My friend Kay Steward, who has died aged 102, must have been one of the Guardian’s oldest and most assiduous readers. As one of the paper’s correspondents I first came into contact with her when she sent me a slightly waspish card about an egregious misprint in one of my articles about 25 years ago. After I wrote back we maintained a long-lasting correspondence and friendship.
A former journalist herself, Kay had a keen interest in, and insight into, the job, which she had eventually given up to look after her family.
Born in Lincoln, she moved to Toronto in Canada in 1920 at the age of two with her parents, Francis Cannon, who worked for a company making adding machines, and Katharine (nee Grant), a housewife. She went to school in the city at Havergal College, and obtained a first class degree in English language and literature from the University of Toronto before beginning a spell of teaching at her old school and then in Ottawa.
There, after the second world war, she joined the staff of the Canadian Geographical magazine as a feature writer (1947-51). As a result she travelled widely in Europe, in particular writing articles from France and Italy, and in 1951 she moved back to the UK, where she covered the coronation of Elizabeth II for Canadian Geographical and its British equivalent.
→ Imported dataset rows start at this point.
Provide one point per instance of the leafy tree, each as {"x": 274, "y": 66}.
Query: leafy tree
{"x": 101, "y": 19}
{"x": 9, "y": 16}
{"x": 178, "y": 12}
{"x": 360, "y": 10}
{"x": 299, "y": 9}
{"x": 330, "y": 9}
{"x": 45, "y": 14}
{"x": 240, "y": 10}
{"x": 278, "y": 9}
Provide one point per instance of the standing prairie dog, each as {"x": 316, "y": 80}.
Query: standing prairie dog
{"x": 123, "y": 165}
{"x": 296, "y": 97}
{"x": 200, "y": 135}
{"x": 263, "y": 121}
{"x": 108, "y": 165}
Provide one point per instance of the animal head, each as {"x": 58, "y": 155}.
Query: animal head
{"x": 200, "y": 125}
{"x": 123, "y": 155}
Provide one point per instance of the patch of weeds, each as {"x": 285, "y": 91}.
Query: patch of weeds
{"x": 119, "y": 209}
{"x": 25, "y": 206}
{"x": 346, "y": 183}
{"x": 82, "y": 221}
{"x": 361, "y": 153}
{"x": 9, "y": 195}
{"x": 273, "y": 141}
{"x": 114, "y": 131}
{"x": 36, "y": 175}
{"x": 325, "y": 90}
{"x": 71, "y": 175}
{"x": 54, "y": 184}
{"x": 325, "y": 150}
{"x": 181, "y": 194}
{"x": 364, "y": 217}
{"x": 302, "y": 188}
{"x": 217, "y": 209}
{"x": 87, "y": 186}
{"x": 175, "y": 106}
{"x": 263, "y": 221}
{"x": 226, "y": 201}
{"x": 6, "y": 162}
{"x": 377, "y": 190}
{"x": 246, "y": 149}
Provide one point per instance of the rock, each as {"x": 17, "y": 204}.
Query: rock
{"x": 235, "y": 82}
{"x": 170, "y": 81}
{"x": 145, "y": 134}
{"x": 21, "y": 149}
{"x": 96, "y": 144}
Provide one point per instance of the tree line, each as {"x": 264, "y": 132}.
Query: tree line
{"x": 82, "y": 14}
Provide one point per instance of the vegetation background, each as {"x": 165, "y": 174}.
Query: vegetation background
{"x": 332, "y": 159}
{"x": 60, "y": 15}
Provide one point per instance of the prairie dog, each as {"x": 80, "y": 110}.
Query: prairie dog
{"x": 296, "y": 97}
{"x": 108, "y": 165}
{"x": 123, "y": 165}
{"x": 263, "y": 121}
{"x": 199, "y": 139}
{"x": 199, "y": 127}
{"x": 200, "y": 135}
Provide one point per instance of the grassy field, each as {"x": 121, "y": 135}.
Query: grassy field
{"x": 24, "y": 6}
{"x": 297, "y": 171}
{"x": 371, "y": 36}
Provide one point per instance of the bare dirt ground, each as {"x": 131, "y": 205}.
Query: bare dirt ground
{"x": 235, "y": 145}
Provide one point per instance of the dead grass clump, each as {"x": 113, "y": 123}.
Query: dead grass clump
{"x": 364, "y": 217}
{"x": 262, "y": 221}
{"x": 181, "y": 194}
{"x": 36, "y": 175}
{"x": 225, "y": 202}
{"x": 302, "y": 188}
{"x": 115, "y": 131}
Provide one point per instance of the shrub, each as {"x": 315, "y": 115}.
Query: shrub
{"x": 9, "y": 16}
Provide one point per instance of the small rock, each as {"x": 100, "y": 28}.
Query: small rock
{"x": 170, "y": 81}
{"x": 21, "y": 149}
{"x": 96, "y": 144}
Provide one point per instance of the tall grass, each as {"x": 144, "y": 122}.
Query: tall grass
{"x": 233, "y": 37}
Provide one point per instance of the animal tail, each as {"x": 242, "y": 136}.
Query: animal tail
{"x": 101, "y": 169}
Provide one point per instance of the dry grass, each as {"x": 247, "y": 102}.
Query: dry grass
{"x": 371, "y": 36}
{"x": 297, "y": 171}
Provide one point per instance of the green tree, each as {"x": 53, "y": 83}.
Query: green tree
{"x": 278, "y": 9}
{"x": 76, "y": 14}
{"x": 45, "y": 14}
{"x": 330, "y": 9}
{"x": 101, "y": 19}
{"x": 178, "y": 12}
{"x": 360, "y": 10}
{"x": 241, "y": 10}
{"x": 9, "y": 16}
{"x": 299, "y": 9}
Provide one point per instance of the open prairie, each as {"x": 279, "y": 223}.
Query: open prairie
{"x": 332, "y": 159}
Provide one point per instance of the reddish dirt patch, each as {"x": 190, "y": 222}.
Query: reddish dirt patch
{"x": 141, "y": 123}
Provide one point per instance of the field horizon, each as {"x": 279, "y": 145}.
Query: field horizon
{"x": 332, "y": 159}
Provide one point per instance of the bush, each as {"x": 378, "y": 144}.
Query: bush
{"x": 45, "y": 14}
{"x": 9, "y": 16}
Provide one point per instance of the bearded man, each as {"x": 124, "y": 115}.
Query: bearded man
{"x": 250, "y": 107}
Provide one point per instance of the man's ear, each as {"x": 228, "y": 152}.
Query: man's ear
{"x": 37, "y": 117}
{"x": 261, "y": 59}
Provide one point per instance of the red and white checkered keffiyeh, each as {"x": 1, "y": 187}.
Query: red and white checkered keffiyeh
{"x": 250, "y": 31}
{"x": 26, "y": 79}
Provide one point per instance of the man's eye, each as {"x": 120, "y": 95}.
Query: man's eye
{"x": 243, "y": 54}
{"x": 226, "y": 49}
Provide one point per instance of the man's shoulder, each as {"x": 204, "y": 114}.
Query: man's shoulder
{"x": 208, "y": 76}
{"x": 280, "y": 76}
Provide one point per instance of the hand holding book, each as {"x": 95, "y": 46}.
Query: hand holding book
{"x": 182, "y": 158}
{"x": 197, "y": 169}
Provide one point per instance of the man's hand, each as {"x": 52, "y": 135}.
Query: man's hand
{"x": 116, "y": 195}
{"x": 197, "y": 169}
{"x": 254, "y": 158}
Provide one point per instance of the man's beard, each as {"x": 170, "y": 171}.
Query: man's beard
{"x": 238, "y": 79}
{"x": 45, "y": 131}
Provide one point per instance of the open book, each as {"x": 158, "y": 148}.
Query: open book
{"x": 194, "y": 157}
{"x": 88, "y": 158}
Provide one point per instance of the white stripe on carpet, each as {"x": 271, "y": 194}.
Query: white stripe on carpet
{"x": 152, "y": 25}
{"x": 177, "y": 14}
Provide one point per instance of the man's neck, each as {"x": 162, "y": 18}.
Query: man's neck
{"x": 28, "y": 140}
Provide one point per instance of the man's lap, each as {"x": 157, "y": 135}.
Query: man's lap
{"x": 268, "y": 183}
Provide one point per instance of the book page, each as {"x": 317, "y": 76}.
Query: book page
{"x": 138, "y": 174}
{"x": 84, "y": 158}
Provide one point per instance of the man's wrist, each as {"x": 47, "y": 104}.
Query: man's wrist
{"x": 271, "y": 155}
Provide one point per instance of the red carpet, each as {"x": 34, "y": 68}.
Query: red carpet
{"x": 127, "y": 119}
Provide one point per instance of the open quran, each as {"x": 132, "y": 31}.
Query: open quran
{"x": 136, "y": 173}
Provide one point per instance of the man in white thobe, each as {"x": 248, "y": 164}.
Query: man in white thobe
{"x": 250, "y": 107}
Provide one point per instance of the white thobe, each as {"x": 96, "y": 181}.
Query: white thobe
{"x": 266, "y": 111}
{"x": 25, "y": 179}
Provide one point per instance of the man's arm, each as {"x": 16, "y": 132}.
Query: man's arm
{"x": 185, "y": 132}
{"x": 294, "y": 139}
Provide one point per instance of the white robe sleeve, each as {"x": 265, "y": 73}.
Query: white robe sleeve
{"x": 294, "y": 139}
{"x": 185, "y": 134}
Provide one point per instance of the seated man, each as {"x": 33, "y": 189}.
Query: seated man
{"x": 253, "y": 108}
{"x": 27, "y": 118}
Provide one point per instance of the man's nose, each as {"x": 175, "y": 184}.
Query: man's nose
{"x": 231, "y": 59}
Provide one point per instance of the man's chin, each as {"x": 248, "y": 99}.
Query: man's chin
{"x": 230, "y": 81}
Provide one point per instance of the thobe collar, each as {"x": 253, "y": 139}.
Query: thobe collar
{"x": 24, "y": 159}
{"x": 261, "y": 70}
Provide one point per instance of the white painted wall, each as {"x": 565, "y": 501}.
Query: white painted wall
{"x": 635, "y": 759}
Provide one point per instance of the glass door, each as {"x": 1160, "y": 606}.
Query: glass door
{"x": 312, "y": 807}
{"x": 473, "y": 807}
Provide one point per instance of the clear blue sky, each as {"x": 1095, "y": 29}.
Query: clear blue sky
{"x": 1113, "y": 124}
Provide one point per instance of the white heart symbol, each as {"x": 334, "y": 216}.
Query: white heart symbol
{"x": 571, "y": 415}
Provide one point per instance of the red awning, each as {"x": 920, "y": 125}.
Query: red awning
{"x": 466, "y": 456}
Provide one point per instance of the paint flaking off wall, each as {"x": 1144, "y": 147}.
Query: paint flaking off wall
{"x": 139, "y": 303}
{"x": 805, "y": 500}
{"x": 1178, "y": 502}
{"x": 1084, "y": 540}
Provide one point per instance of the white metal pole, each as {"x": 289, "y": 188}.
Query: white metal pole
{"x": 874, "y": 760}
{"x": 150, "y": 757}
She also, briefly, had a job writing jokes for Christmas crackers.
In 1953 Kay married a doctor, James Steward, who became one of the first specialist paediatric oncologists in the UK, at the Christie hospital in Manchester. After their marriage she left journalism to raise their young family, but later taught English at Saint Ambrose College in Hale, Cheshire, for several years before working as a librarian. She also did much unassuming voluntary work around Hale.
James was diagnosed with muscular dystrophy in his 40s, and he died in 1975 at the age of 57. Kay is survived by their two sons, Will and John, five grandchildren and four great-grandchildren.
Her last letter to me – which came in the post a day or so after I learned of her death – mentioned that she was looking forward to meeting the latest of her two great-grandchildren, who were both born in the past few months.